Provides a decorator for caching a function. Whenever the function is called with the same arguments, the result is loaded from the cache instead of computed. If the arguments, source code, or enclosing environment have changed, the cache recomputes the data transparently (no need for manual invalidation).

The use case is meant for iterative development, especially on scientific experiments. Many times a developer will tweak some of the code but not all. Often, reusing prior intermediate computations saves a significant amount of time every run.

Quickstart

If you don’t have pip installed, see the pip install guide. Then run:

$ pip install charmonium.cache
>>> from charmonium.cache import memoize
>>> import shutil; shutil.rmtree(".cache")
>>> i = 0
>>> @memoize()
... def square(x):
...     print("recomputing")
...     return x**2 + i
...
>>> square(4)
recomputing
16
>>> square(4)
16
>>> i = 1
>>> square(4)
recomputing
17

The function must be pure with respect to its arguments and its closure (i part of the closure in the previous example). This library will not detect:

  • Reading directly from the filesystem (this library offers a wrapper over files that permits it to detect changes; use that instead).

  • Non-static references (the caching library can’t detect a dependency if the function references globals()["i"]).

Advantages

While there are other libraries and techniques for memoization, I believe this one is unique because it is:

  1. Correct with respect to source-code changes: The cache detects if you edit the source code or change a file which the program reads (provided they use this library’s right file abstraction). Users never need to manually invalidate the cache, so long as the functions are pure.

  2. Useful between runs and across machines: A cache can be shared on the network, so that if any machine has computed the function for the same source-source and arguments, this value can be reused by any other machine.

  3. Easy to adopt: Only requires adding one line (decorator) to the function definition.

  4. Bounded in size: The cache won’t take up too much space. This space is partitioned across all memoized functions according to the heuristic.

  5. Supports smart heuristics: They can take into account time-to-recompute and storage-size in addition to recency, unlike naive LRU.

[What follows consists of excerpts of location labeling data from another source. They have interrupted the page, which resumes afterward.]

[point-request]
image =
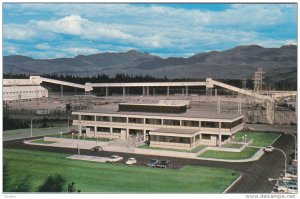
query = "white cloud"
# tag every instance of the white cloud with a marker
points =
(43, 46)
(126, 26)
(18, 32)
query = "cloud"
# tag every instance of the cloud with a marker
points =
(43, 46)
(90, 28)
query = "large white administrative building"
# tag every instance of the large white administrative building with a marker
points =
(169, 125)
(22, 89)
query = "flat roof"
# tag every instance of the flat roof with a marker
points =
(176, 131)
(156, 104)
(188, 114)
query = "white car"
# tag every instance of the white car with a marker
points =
(268, 149)
(287, 187)
(114, 158)
(131, 161)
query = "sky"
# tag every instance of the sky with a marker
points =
(45, 31)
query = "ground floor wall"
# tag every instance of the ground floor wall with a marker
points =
(144, 135)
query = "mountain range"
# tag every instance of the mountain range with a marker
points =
(236, 63)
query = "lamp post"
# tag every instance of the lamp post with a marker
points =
(295, 143)
(31, 128)
(285, 184)
(285, 162)
(68, 124)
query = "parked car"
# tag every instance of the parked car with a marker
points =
(286, 186)
(131, 161)
(268, 149)
(97, 148)
(163, 164)
(152, 163)
(114, 158)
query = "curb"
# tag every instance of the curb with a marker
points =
(232, 184)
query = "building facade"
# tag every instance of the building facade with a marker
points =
(22, 89)
(184, 130)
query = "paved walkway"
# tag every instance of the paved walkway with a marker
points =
(89, 158)
(273, 127)
(166, 153)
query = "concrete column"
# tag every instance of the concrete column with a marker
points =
(144, 135)
(148, 93)
(186, 90)
(61, 90)
(106, 91)
(220, 136)
(110, 132)
(80, 129)
(168, 91)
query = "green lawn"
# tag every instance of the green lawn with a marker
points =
(42, 142)
(21, 133)
(102, 177)
(232, 145)
(194, 150)
(261, 139)
(75, 136)
(248, 152)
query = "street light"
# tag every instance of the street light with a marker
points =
(284, 158)
(285, 184)
(31, 128)
(68, 124)
(295, 143)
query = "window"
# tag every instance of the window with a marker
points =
(237, 122)
(206, 136)
(226, 125)
(210, 124)
(103, 129)
(116, 130)
(88, 117)
(190, 123)
(153, 121)
(103, 118)
(136, 120)
(119, 119)
(172, 122)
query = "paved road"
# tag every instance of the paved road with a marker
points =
(254, 174)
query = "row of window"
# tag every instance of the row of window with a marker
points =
(159, 138)
(20, 92)
(153, 121)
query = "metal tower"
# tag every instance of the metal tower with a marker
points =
(258, 80)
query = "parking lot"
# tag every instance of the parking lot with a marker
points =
(255, 175)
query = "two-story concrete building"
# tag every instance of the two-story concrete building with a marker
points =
(162, 125)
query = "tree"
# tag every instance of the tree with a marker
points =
(53, 184)
(8, 186)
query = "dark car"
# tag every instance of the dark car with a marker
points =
(163, 164)
(152, 163)
(97, 148)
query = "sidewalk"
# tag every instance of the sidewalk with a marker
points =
(166, 153)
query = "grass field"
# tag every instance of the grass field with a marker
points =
(102, 177)
(194, 150)
(246, 153)
(261, 139)
(21, 133)
(42, 142)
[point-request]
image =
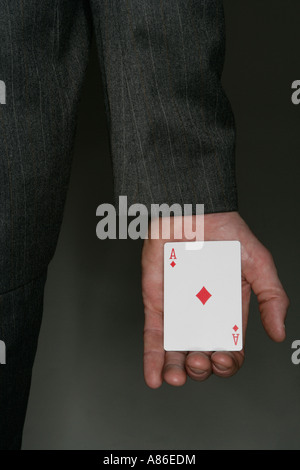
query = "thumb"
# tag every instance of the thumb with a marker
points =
(273, 302)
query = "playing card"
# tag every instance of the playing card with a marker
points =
(202, 296)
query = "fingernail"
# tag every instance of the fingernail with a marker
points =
(197, 371)
(220, 366)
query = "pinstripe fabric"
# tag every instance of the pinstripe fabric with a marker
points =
(171, 133)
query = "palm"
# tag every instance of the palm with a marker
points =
(258, 274)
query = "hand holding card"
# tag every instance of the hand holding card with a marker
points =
(258, 273)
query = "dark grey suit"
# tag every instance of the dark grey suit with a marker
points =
(171, 134)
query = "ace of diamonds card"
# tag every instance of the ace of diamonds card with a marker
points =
(202, 296)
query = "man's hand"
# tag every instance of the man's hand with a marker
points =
(258, 273)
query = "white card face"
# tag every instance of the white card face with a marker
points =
(202, 296)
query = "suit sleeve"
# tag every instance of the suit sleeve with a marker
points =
(171, 127)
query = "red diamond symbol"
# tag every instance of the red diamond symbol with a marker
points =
(203, 295)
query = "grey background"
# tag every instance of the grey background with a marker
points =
(88, 390)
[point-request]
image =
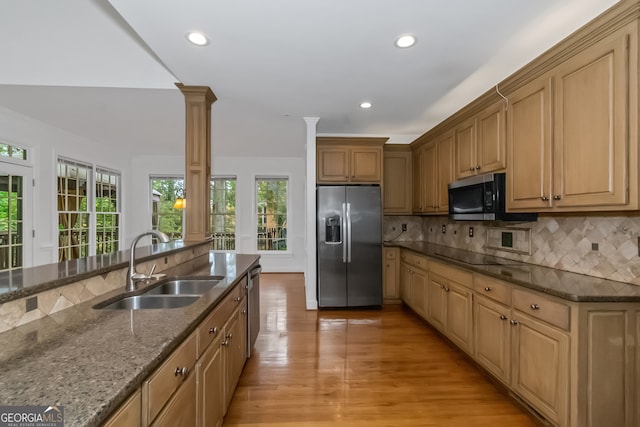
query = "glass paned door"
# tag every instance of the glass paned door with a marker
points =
(15, 220)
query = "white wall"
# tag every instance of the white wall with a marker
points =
(245, 169)
(46, 143)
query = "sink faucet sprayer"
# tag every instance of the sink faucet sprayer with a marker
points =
(134, 276)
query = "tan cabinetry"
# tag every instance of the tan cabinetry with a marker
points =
(450, 300)
(349, 160)
(391, 277)
(579, 157)
(129, 413)
(433, 171)
(413, 282)
(397, 180)
(481, 142)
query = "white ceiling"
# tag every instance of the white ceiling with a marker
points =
(107, 70)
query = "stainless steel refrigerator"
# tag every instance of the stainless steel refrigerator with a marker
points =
(349, 239)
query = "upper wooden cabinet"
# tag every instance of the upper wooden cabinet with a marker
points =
(432, 173)
(568, 133)
(397, 180)
(349, 160)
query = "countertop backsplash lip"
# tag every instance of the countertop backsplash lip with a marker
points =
(91, 360)
(30, 281)
(562, 284)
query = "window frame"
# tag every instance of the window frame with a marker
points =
(256, 178)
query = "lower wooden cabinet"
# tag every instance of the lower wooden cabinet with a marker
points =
(540, 366)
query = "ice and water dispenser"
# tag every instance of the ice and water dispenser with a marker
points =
(332, 233)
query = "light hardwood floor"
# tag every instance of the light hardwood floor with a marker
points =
(358, 368)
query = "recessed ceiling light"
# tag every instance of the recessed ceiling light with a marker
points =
(405, 40)
(197, 38)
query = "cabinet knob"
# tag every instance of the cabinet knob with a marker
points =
(181, 371)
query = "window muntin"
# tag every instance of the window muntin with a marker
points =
(223, 213)
(107, 211)
(73, 214)
(271, 208)
(164, 217)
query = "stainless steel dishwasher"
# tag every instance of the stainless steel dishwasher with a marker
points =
(253, 307)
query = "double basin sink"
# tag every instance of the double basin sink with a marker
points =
(173, 293)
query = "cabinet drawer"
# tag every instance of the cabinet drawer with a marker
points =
(542, 308)
(211, 327)
(168, 378)
(492, 288)
(454, 274)
(415, 260)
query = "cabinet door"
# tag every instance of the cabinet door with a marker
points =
(418, 288)
(405, 283)
(397, 182)
(465, 149)
(591, 121)
(491, 142)
(211, 385)
(444, 172)
(459, 316)
(181, 409)
(419, 180)
(429, 166)
(540, 366)
(366, 164)
(529, 147)
(492, 343)
(391, 273)
(333, 164)
(437, 301)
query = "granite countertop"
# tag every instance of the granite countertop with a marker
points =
(559, 283)
(24, 282)
(90, 361)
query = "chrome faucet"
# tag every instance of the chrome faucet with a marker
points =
(135, 277)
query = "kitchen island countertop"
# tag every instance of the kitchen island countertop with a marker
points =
(563, 284)
(89, 361)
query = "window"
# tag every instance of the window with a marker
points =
(223, 213)
(164, 216)
(73, 216)
(107, 211)
(271, 208)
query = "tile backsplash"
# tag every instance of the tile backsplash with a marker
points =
(601, 246)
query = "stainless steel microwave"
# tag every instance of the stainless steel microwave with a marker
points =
(482, 198)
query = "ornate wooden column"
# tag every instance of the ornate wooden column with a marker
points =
(197, 172)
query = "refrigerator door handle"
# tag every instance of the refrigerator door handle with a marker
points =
(348, 232)
(344, 242)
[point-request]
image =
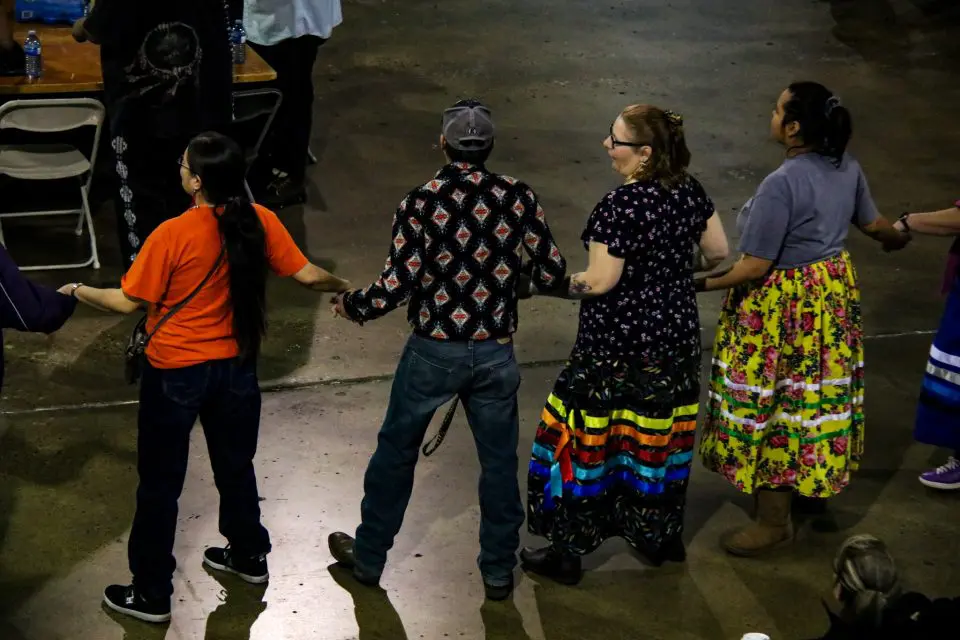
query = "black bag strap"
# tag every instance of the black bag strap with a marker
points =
(180, 305)
(437, 440)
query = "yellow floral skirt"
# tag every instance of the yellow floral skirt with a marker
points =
(786, 386)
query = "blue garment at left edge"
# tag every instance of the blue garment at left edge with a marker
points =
(938, 412)
(26, 306)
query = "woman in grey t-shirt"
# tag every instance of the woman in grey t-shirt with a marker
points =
(786, 392)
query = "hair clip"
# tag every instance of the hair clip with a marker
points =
(673, 118)
(832, 103)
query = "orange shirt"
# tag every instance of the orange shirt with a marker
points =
(173, 261)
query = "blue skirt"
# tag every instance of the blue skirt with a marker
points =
(938, 412)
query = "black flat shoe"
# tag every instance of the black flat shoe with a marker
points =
(671, 552)
(550, 563)
(129, 601)
(341, 548)
(499, 591)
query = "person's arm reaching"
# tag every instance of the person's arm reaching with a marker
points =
(713, 247)
(548, 267)
(944, 222)
(26, 306)
(609, 236)
(400, 274)
(319, 279)
(112, 300)
(869, 220)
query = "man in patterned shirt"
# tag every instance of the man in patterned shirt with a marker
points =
(455, 258)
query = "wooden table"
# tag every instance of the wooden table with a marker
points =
(73, 67)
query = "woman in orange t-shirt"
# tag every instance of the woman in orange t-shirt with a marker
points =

  6. Overhead aware: The library measures the time saved versus overhead. It warns the user if the overhead of caching is not worth it.

Memoize CLI

memoize -- command arg1 arg2 ...
memoize memoizes command arg1 arg2 .... If the command, its arguments,

or its input files change, then command arg1 arg2 ... will be rerun. Otherwise, the output files (including stderr and stdout) will be produced from a prior run.

Make is good, but it has a hard time with dependencies that are not files. Many dependencies are not well-contained in files. For example, you may want recompute some command every time some status command returns a different value.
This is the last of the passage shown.